The district court said the regulations failed that test because they didn't serve a compelling state interest sufficient to override the burden they placed on religious pharmacists. Waggoner points out that Planned Parenthood, an intervener in the suit, couldn't produce one woman who had been unable to obtain Plan B due to a pharmacist's objection.

Not everyone agrees that the regulation runs afoul of employees' rights to free exercise of religion. In his dissent from the 9th Circuit's decision, Judge Wallace Tashima compared the pharmacy
regulations to a Florida law banning animal sacrifice.

The U.S. Supreme Court upheld the law in Church of the Lukumi Babalu Aye v. City of Hialeah because it regulated conduct rather than religious belief and was written in a manner that was neutral with regard to the religious motivation for the conduct. “Judge Tashima's dissent got it absolutely right,” says Gretchen Borchelt, senior counsel at the National Women's Law Center, which advocates for policies that protect access to contraceptives. “The law is facially neutral, generally applicable and serves a legitimate purpose of ensuring patient access to lawful medication.”

Employer Conflict
Beyond the debate about employees' free exercise rights, opponents of the Washington law say it presents a different legal problem for employers–a potential conflict with federal anti-discrimination laws. Title VII requires employers to make “reasonable accommodations” for employees' sincerely held religious beliefs insofar as such accommodations do not pose an undue hardship to the employer.

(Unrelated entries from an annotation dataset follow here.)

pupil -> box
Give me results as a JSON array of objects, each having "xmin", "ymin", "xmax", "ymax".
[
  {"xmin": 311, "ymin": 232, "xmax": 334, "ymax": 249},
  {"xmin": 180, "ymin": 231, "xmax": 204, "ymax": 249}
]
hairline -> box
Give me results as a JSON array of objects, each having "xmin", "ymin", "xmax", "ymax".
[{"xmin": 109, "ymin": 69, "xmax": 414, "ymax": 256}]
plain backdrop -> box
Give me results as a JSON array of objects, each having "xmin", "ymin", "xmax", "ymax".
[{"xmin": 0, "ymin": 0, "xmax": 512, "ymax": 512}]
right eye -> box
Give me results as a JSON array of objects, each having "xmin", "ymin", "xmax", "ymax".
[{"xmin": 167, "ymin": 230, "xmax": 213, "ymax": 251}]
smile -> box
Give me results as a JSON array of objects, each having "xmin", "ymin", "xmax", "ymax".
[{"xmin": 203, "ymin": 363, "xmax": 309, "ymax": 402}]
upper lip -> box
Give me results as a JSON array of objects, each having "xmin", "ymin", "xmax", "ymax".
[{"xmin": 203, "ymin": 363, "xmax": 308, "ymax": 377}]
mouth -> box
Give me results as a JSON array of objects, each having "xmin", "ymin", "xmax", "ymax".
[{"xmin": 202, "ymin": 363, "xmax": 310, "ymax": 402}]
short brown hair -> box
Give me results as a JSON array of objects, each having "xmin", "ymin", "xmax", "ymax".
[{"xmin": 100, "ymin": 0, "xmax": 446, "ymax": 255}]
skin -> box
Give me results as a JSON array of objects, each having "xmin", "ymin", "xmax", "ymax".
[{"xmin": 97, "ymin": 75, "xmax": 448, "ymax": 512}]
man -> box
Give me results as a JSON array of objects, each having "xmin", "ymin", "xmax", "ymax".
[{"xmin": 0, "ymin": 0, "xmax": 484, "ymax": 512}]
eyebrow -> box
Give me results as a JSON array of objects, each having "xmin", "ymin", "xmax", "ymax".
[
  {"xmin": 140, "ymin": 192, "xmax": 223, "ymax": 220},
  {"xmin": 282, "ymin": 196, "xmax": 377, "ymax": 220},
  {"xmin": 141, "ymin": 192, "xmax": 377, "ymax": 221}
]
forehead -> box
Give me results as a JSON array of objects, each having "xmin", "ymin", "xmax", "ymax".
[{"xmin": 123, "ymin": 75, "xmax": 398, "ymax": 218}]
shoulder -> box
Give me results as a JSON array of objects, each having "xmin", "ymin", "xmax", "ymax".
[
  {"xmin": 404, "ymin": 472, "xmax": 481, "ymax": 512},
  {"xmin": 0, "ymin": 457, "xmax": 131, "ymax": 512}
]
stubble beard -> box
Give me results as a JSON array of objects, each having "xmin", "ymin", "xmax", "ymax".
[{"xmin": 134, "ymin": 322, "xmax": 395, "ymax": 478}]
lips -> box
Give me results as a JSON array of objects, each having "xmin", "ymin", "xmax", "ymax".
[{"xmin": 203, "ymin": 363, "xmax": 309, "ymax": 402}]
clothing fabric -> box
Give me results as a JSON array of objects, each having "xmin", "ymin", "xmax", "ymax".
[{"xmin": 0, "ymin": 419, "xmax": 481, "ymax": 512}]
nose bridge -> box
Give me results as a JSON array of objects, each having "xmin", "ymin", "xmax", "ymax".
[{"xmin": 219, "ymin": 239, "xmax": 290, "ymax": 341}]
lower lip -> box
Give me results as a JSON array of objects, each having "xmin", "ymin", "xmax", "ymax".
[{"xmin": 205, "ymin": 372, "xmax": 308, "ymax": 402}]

“Allowing pharmacists to refer the customer to another pharmacy was an accommodation that was already working,” says Casey Mattox, counsel for the Center for Law & Religious Freedom, which filed an amicus brief in Stormans. “Now the state comes in and says you have to deny any accommodation. It creates a conflict between state and federal law that employers have to be
cautious about.”

That potential conflict played a part in a similar case arising from an Illinois statute that required pharmacies to fill contraceptive prescriptions. In Menges v. Blagojevich, which was eventually
settled, an Illinois district court noted that the fact that an employer offered an accommodation in the past is strong evidence that that accommodation is indeed reasonable.

Meanwhile most large pharmacy chains have created internal policies that allow religious objectors to refuse to dispense drugs to which they object if another pharmacist is on hand to fill the prescription–something that the Washington law does not prohibit. Still, such an accommodation isn't possible for smaller stores which typically employ only one pharmacist at a time. That's the precise situation that led to Stormans v. Selecky.

At press time, the state's appeal of the injunction was pending.